Seeking what Herzl called this “new blossoming of the Jewish spirit,” I acknowledge this past year’s complexities, heartaches and failures – noting how sad this Rosh Hashana will be for the families of Eyal Yifrah, Gil-Ad Sha’er and Naftali Fraenkel, for the 71 soldiers and civilians Hamas killed, for the 530 wounded. Still, I also relish the babies born, the buildings built, the innovations developed, the values expressed, the traditions maintained, the good deeds done, the lives well lived, in Israel, our miraculous altneuland, “old-new land.”
As Herzl himself did, if I see a problem, I try to solve it, rather than abandoning the Zionist project.
Next year, let’s all try passing the kosher marshmallow test – seeking a richer, more challenging, more vibrant mix of the “Thou Shalts” and “Thou Shalt Nots” in our Jewish lives while savoring Israel’s miracles and addressing its shortcomings.
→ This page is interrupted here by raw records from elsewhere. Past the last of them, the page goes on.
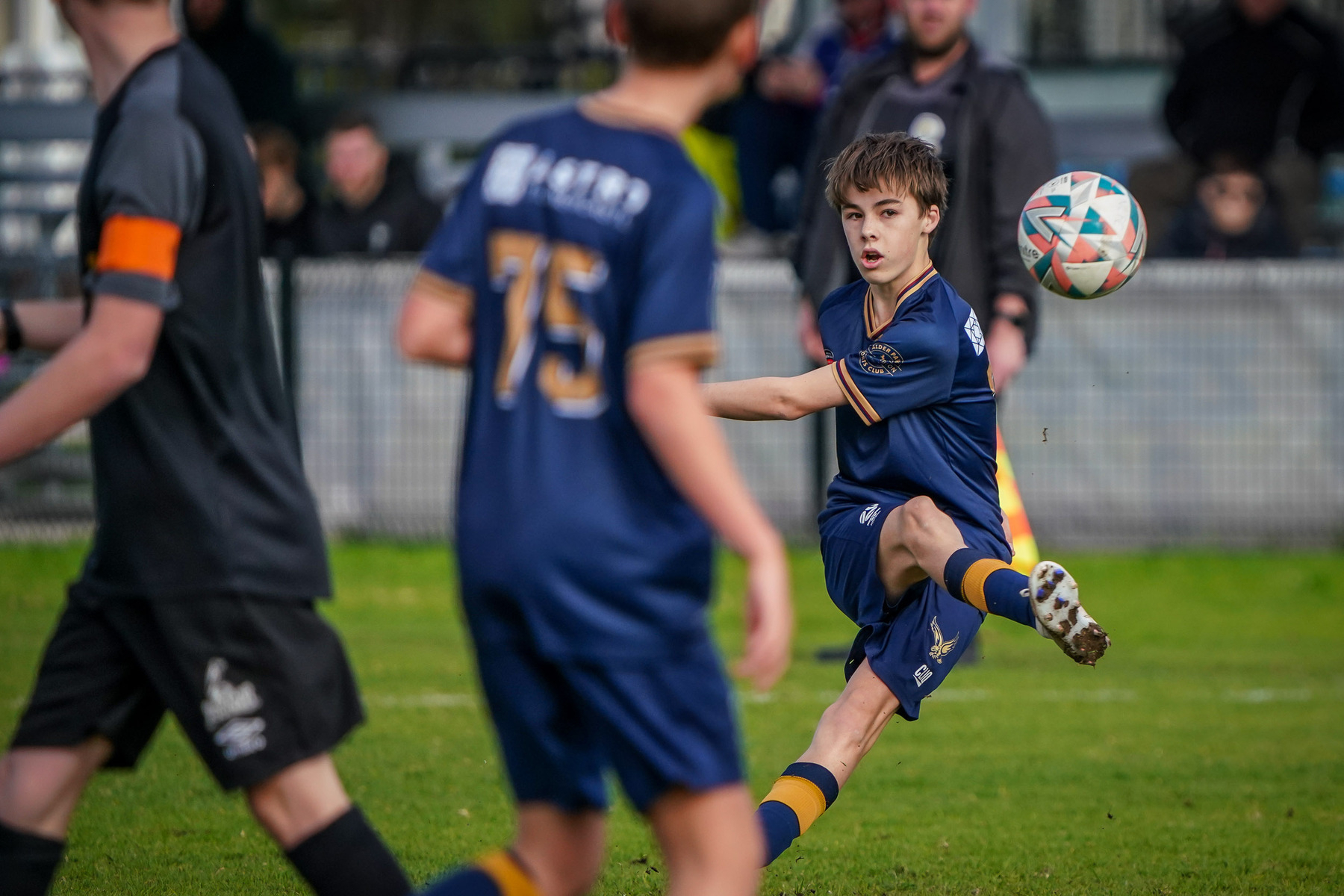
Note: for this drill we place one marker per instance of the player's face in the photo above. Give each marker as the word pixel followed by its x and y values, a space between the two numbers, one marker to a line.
pixel 934 26
pixel 887 233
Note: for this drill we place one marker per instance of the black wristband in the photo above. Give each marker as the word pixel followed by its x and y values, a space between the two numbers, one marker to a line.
pixel 13 332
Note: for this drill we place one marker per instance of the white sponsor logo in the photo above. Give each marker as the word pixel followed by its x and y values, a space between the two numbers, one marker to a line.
pixel 974 334
pixel 223 699
pixel 242 738
pixel 581 186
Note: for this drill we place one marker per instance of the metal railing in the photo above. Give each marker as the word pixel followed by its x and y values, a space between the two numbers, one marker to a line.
pixel 1203 405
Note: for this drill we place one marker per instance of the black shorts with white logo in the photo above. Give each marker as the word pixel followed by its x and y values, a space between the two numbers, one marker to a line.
pixel 257 684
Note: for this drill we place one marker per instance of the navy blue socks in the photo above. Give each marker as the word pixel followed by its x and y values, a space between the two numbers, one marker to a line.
pixel 988 585
pixel 799 797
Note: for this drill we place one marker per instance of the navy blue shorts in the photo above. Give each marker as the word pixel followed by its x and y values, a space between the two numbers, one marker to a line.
pixel 658 724
pixel 914 641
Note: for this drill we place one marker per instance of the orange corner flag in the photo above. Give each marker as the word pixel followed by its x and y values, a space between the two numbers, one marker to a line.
pixel 1024 554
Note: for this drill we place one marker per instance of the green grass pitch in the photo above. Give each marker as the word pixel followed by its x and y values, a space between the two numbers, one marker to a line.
pixel 1206 755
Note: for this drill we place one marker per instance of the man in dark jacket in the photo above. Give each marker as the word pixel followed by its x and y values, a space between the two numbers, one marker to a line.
pixel 374 208
pixel 996 147
pixel 257 70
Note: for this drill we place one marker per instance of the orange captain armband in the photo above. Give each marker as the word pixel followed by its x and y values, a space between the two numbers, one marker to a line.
pixel 134 245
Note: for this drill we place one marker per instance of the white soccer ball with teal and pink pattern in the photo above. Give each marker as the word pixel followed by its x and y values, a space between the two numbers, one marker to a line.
pixel 1082 235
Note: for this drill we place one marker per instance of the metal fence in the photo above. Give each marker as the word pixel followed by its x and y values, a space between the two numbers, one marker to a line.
pixel 1202 405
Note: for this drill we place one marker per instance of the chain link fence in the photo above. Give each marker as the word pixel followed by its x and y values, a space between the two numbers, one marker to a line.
pixel 1201 406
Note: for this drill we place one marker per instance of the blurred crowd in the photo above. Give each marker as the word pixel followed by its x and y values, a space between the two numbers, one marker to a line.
pixel 1256 113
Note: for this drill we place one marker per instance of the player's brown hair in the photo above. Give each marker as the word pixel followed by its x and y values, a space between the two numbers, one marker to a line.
pixel 897 161
pixel 671 34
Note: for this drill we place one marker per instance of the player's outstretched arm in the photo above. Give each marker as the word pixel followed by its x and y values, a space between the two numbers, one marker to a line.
pixel 665 401
pixel 108 356
pixel 774 398
pixel 436 323
pixel 46 326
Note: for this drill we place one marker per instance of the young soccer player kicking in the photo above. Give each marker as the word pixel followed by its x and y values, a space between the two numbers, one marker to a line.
pixel 912 536
pixel 574 279
pixel 198 594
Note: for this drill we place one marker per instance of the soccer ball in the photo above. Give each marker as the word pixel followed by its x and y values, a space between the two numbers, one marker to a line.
pixel 1082 235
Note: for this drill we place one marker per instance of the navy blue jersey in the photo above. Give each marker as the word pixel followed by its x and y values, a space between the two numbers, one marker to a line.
pixel 588 247
pixel 921 413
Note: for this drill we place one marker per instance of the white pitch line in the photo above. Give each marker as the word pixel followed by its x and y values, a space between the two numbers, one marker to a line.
pixel 421 700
Let’s join together, embracing a more muscular Judaism while singing a new song of Zion that stretches our souls, reinforces our community, and builds the best Jewish democratic state we can.
Shana tovah.
The author is professor of history at McGill University and will be teaching at the IDC Hezliya this fall. He is the author of eight books on US history, including, most recently, Moynihan’s Moment: America’s Fight Against Zionism as Racism, published by Oxford University Press.